"We see it to the advantage of his mind and his talk, but not to that of——"
"Well, what?" I pressed as she pulled up.
She was thinking how to name such mysteries. "His delicacy. His consideration. His thought for her. He would think for her if he weren't selfish. But he is selfish—too much so to spare her, to be generous, to realise. It's only, after all," she sagely went on, feeding me again, as I winced to feel, with profundity of my own sort, "it's only an excessive case, a case that in him happens to show as what the doctors call 'fine,' of what goes on whenever two persons are so much mixed up. One of them always gets more out of it than the other. One of them—you know the saying—gives the lips, the other gives the cheek."
"It's the deepest of all truths. Yet the cheek profits too," I more prudently argued.
"It profits most. It takes and keeps and uses all the lips give. The cheek, accordingly," she continued to point out, "is Mr. Long's. The lips are what we began by looking for. We've found them. They're drained—they're dry, the lips. Mr. Long finds his improvement natural and beautiful. He revels in it. He takes it for granted. He's sublime."
It kept me for a minute staring at her. "So—do you know?—are you!"
She received this wholly as a tribute to her acuteness, and was therefore proportionately gracious. "That's only because it's catching. You've made me sublime. You found me dense. You've affected me quite as Mrs. Server has affected Mr. Long. I don't pretend I show it," she added, "quite as much as he does."
"Because that would entail my showing it as much as, by your contention, she does? Well, I confess," I declared, "I do feel remarkably like that pair of lips. I feel drained—I feel dry!" Her answer to this, with another toss of her head, was extravagant enough to mean forgiveness—was that I was impertinent, and her action in support of her charge was to move away from me, taking her course again to the terrace, easily accessible from the room in which we had been talking. She passed out of the window that opened to the ground, and I watched her while, in the brighter light, she put up her pink parasol. She walked a few paces, as if to look about her for a change of company, and by this time had reached a flight of steps that descended to a lower level. On observing that here, in the act to go down, she suddenly paused, I knew she had been checked by something seen below and that this was what made her turn the next moment to give me a look. I took it as an invitation to rejoin her, and I perceived when I had done so what had led her to appeal to me. We commanded from the point in question one of the shady slopes of the park and in particular a spreading beech, the trunk of which had been inclosed with a rustic circular bench, a convenience that appeared to have offered, for the moment, a sense of leafy luxury to a lady in pale blue. She leaned back, her figure presented in profile and her head a little averted as if for talk with some one on the other side of her, someone so placed as to be lost to our view.

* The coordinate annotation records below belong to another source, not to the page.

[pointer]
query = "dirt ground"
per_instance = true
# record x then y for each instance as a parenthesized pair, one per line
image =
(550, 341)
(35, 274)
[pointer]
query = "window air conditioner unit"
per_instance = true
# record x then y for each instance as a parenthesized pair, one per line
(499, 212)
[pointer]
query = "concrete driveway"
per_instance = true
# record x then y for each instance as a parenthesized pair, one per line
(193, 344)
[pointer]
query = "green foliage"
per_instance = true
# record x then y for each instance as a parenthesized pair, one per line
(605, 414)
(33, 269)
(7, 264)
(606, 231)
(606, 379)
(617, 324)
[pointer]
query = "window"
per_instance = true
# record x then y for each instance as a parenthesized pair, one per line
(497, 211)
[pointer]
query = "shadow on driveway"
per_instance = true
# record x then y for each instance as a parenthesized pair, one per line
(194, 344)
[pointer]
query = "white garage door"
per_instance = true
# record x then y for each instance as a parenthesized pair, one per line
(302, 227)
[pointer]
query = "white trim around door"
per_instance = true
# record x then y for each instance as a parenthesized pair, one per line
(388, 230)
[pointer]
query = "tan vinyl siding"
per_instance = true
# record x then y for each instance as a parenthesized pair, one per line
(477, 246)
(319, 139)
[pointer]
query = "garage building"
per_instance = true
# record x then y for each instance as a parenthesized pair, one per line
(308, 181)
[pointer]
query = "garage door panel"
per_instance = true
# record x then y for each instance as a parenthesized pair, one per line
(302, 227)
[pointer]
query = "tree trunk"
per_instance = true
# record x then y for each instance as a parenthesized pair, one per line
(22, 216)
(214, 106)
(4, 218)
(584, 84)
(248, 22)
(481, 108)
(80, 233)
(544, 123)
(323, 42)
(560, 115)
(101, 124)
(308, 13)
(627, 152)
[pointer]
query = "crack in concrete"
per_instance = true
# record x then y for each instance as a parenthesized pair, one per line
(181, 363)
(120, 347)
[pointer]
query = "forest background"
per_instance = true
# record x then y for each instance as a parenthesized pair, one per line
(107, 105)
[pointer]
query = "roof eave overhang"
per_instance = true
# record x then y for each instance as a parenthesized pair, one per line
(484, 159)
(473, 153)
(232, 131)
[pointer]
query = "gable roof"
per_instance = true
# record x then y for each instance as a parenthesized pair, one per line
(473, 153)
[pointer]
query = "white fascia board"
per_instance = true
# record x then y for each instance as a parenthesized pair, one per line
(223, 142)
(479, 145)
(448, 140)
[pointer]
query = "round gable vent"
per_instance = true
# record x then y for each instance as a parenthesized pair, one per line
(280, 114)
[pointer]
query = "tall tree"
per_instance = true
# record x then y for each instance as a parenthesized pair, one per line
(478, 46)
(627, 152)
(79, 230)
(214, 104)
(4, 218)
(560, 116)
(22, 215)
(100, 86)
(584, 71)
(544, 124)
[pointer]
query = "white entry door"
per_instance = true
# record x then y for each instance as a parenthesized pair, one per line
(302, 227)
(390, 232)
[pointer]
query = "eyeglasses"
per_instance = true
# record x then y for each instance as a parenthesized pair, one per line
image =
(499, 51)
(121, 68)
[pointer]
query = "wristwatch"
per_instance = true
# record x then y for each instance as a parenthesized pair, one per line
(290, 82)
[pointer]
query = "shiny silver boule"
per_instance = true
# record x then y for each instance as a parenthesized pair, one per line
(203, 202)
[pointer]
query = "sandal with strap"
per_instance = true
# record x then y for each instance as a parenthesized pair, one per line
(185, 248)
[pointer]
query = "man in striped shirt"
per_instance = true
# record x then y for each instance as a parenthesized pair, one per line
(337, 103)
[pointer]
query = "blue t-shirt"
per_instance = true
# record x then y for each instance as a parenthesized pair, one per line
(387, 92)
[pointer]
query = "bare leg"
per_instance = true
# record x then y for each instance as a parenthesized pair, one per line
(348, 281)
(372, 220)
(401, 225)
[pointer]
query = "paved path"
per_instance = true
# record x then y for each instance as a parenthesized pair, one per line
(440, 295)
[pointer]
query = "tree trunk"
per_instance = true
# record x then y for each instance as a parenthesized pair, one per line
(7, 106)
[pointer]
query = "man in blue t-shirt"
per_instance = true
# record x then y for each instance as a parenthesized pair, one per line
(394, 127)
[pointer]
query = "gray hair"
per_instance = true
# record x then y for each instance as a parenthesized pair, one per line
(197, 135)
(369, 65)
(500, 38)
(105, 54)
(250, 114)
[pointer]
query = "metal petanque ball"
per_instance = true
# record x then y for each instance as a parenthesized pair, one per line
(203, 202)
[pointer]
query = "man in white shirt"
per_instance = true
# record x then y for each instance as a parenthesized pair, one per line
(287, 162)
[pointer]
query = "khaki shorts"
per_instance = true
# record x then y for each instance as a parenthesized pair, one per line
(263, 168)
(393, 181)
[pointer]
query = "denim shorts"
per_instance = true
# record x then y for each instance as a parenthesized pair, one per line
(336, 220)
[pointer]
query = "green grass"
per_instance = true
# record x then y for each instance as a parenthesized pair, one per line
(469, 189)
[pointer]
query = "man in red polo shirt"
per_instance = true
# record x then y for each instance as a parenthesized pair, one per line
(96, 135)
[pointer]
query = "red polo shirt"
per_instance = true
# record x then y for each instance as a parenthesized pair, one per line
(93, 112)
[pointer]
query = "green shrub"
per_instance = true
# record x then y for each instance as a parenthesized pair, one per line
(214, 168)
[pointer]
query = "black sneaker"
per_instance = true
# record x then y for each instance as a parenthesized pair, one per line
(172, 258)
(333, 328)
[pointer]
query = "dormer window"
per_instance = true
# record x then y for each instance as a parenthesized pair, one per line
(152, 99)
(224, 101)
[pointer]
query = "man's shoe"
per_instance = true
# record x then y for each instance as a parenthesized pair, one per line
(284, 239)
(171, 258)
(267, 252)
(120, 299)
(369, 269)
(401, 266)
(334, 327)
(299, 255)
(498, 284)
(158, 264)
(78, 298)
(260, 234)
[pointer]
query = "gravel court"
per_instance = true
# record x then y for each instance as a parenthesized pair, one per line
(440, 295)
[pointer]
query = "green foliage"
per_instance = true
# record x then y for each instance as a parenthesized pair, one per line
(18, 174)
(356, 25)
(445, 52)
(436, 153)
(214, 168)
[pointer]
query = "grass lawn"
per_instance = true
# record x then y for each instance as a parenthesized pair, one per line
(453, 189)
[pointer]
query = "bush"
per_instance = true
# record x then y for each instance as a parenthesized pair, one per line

"There!" triumphed Mrs. Brissenden again—for the lady was unmistakably Mrs. Server. Amusement was inevitable—the fact showed her as so correctly described by the words to which I had twice had to listen. She seemed really all over the place. "I thought you said," my companion remarked, "that you had left her tucked away somewhere with M. de Dreuil."
"Well," I returned after consideration, "that is obviously M. de Dreuil."